The Industrial Court ordered BML to pay Ms. LMS –
- Rs 5,223,652.96/- as severance allowance for 98 months’ continuous service,
- Rs 181,791.75/- representing one month’s wages in lieu of notice
- interest at the rate of 12% per annum on the amount of severance allowance payable from the date of termination of employment to the date of final payment,
- the costs of the case.
BML appealed against the judgment of the Industrial Court, challenging the Industrial Court’s finding that BML had not given Ms. LMS the required notice under section 64(2)(a)(iii)of the Workers’Rights Act. On appeal, the Supreme Court reiterated the principle that –
- where a law provides a time limit for doing something from a given event, the date on which the notice is given “dies a quo” must be included in the computation,
- section 64(2)(a)(iii) of the WRA does not envisage any two events (as wrongly considered by the Industrial Court) but simply states that a worker must have at least seven days’ notice before the oral hearing,
- time begins to run from the day that notice is given and includes that day,
- the computation of the Industrial Court was wrong.
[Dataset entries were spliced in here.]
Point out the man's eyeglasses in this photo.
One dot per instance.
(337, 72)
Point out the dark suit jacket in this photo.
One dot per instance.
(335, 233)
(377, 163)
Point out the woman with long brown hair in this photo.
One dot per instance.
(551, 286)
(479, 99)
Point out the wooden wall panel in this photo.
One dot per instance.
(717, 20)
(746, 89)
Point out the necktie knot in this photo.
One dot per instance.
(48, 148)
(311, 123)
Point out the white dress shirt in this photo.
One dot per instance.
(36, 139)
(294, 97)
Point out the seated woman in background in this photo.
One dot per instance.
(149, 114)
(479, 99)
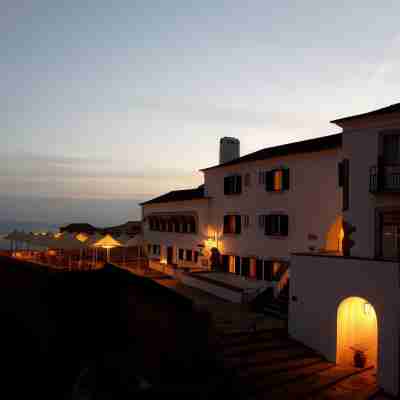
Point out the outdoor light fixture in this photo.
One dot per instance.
(367, 308)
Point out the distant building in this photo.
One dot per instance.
(79, 228)
(130, 228)
(319, 219)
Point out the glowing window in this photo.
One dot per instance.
(278, 178)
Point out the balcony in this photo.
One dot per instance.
(385, 178)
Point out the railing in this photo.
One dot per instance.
(281, 283)
(384, 178)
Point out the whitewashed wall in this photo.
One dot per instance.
(179, 240)
(320, 283)
(360, 146)
(312, 203)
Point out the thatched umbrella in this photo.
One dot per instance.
(107, 242)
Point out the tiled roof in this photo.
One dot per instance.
(381, 111)
(305, 146)
(178, 195)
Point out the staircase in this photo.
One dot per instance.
(278, 306)
(268, 364)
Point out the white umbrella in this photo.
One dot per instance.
(108, 242)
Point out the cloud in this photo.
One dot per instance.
(76, 177)
(386, 71)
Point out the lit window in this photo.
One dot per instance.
(278, 177)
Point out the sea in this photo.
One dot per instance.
(8, 226)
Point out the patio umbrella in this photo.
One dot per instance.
(69, 243)
(107, 242)
(90, 244)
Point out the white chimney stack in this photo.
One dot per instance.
(229, 149)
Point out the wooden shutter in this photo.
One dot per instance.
(259, 269)
(285, 179)
(346, 184)
(237, 265)
(340, 174)
(225, 263)
(238, 224)
(284, 225)
(245, 266)
(268, 224)
(269, 181)
(226, 185)
(226, 224)
(391, 149)
(268, 271)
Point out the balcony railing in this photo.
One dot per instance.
(385, 178)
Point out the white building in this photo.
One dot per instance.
(296, 204)
(340, 304)
(255, 209)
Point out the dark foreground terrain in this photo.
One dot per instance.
(102, 334)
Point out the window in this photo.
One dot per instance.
(391, 149)
(276, 225)
(233, 184)
(156, 249)
(247, 180)
(232, 224)
(389, 234)
(261, 177)
(277, 180)
(345, 184)
(170, 226)
(340, 174)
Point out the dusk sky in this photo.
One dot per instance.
(119, 100)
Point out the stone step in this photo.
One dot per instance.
(357, 387)
(270, 356)
(253, 338)
(275, 313)
(260, 371)
(310, 386)
(250, 348)
(277, 381)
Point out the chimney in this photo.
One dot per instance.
(229, 149)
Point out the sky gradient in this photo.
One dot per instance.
(125, 100)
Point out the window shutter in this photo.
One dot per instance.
(237, 265)
(340, 174)
(346, 179)
(261, 177)
(268, 269)
(285, 179)
(226, 185)
(269, 181)
(238, 224)
(259, 269)
(268, 228)
(226, 223)
(284, 222)
(238, 186)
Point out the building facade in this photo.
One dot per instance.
(354, 298)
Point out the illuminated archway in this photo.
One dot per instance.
(335, 235)
(357, 328)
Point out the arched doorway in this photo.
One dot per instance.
(334, 236)
(357, 329)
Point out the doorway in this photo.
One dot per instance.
(357, 330)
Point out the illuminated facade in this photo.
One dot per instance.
(356, 295)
Although no reference was made to sub-section 38(1)(d) of the Interpretation and General Clauses Act, it would seem that it is this sub-section which was applied by the Supreme Court.
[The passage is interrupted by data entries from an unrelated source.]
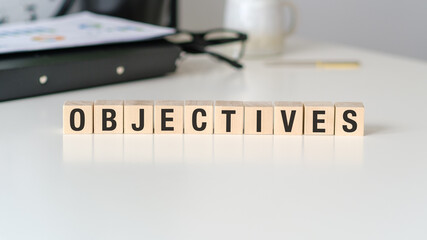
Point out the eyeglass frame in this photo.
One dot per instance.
(198, 44)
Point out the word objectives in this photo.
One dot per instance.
(205, 117)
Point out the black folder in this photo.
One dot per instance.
(30, 74)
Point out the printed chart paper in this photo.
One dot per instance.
(79, 29)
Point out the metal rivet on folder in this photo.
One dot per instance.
(43, 79)
(120, 70)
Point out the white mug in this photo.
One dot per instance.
(264, 21)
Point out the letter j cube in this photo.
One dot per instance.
(108, 116)
(78, 117)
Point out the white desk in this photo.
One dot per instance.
(226, 187)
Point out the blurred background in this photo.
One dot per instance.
(389, 26)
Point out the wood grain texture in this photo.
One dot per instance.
(349, 119)
(169, 117)
(229, 117)
(77, 117)
(258, 118)
(198, 117)
(108, 116)
(319, 118)
(288, 118)
(134, 111)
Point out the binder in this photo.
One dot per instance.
(37, 73)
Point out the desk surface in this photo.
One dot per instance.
(226, 187)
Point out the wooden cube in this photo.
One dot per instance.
(229, 117)
(288, 118)
(108, 116)
(258, 118)
(77, 117)
(198, 117)
(319, 118)
(138, 116)
(349, 119)
(169, 117)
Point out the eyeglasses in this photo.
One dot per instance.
(223, 44)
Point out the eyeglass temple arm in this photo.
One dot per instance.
(229, 61)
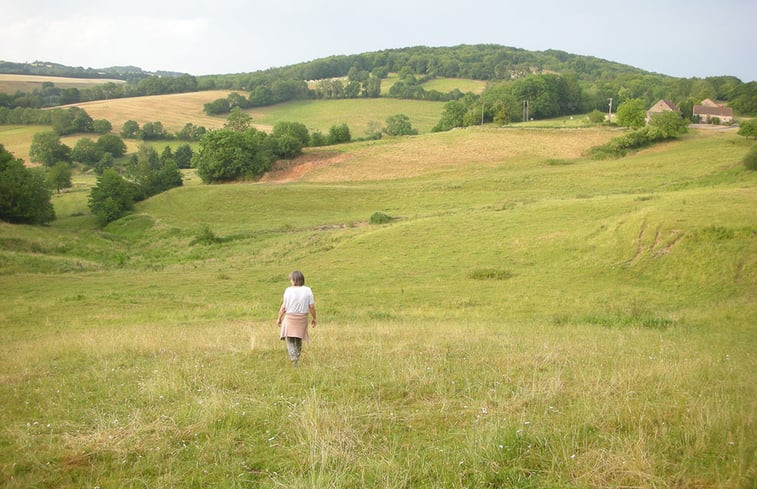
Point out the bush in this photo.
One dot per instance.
(748, 129)
(24, 194)
(750, 159)
(205, 236)
(491, 274)
(596, 116)
(112, 197)
(380, 218)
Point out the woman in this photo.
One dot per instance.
(293, 315)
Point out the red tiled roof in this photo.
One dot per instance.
(715, 111)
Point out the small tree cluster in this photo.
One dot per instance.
(24, 194)
(662, 126)
(147, 174)
(151, 131)
(750, 159)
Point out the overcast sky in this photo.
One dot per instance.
(684, 38)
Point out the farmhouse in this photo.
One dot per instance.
(710, 112)
(661, 106)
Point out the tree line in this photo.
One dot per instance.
(599, 79)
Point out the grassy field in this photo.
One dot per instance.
(446, 85)
(529, 319)
(28, 83)
(173, 110)
(356, 113)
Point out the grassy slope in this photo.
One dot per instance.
(356, 113)
(11, 84)
(613, 345)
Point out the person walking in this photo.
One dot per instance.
(293, 315)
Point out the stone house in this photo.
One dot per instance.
(661, 106)
(709, 111)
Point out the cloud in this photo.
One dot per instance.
(149, 42)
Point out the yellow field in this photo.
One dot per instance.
(28, 83)
(173, 111)
(445, 152)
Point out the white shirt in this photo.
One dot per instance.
(298, 299)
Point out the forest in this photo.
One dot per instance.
(555, 82)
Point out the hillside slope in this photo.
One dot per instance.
(528, 318)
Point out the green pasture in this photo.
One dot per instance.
(358, 114)
(534, 322)
(446, 85)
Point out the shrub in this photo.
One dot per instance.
(112, 197)
(596, 116)
(750, 159)
(380, 218)
(491, 274)
(24, 194)
(205, 236)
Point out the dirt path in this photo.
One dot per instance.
(288, 171)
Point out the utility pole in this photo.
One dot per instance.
(609, 112)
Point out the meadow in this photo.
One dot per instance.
(358, 114)
(10, 83)
(529, 318)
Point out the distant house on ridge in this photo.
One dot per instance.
(710, 112)
(661, 106)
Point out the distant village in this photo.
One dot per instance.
(708, 112)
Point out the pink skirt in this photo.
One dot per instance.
(295, 326)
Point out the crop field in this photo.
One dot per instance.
(173, 110)
(358, 114)
(446, 85)
(528, 318)
(10, 83)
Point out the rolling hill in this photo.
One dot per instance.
(528, 318)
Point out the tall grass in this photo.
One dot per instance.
(516, 324)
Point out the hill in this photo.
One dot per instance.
(529, 318)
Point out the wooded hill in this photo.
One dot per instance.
(598, 79)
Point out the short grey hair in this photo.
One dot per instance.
(297, 277)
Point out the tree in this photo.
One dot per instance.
(287, 147)
(86, 151)
(112, 197)
(71, 120)
(24, 194)
(596, 116)
(110, 143)
(183, 156)
(669, 124)
(632, 113)
(399, 125)
(452, 116)
(59, 176)
(226, 155)
(339, 134)
(102, 126)
(47, 149)
(217, 107)
(153, 130)
(130, 130)
(151, 173)
(748, 129)
(295, 129)
(750, 159)
(105, 162)
(238, 120)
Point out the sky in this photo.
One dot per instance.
(682, 38)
“In computing time for the purposes of any enactment or document… where there is a reference to a period of time specified to run from a given date, the period of time so specified shall be calculated do as to include the given day.”
The Supreme Court held that the notice given on 21 November 2019 was seven days before the hearing on 28 November 2019, allowed the appeal and remitted the matter back to the Industrial Court for it to proceed to give a judgment based on the Supreme Court’s findings.